Thursday, November 01, 2012

New app helps people read whole catechism during Year of Faith

The catechism is a daunting looking book, and according to the developer of a new service, which streams extracts from the catechism through a daily email feed; this is why so many people never read it.  

Now, however, and through the service, Read the Catechism in a Year, people are being sent bite size portions of the catechism each day, and if they read them, by the end of the Year of Faith, they will have read the whole catechism.

The Year of Faith marks the 50th anniversary of the Second Vatican Council, but also the 20th anniversary of the Catechism of the Catholic Church. 

In the encyclical letter for the Year of Faith, Pope Benedict XVI encouraged Catholics to read the Catechism and use it as a tool to reach a, “systematic knowledge of the content of faith.”

Matthew Warner from the US, together with a small team, developed the free application, which delivers easily readable segments of the Catechism to the reader’s inbox every morning. 
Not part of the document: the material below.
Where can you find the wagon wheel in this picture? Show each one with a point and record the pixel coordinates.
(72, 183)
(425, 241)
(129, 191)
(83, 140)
“We are currently at over 70,000 people subscribed and still growing,” Matthew Warner, head of FlockNote, a social media service, told ciNews.

Mr Warner calls himself a digital dad with a mission to share and educate others about the ups and downs of social media.  He developed FlockNote to helps parishes and dioceses communicate with their communities.

His free service, Read the Catechism in a Year, delivers five to ten paragraphs of the catechism via email to a subscriber each day.  

Although the Year of Faith is well underway, people can sign up at any stage, and the service will continue daily from there.  

They can also click a link that will give them the days they have missed.

“The catechism is broken down into 410 days (since the Year of Faith goes longer than a calendar year). Each day has 5-10 paragraphs depending on how long they are and with a practical attempt not to cut off a day in the middle of a complete thought,” he said.

“People like to consume information in small, digestible bites,” said Mr Warner. “And the reason I think so many people never end up reading the whole Catechism is because it's a fairly daunting task to take on all at once. So we make it easy. You get a small amount of it e-mailed to you each day that you can read in 5-10 minutes.  Do that little bit each day, and after the Year of Faith, you'll have read the entire Catechism of the Catholic Church.”

The service has spread mainly by word of mouth, and according to Warner, about 1,000 new subscribers are signing on each day.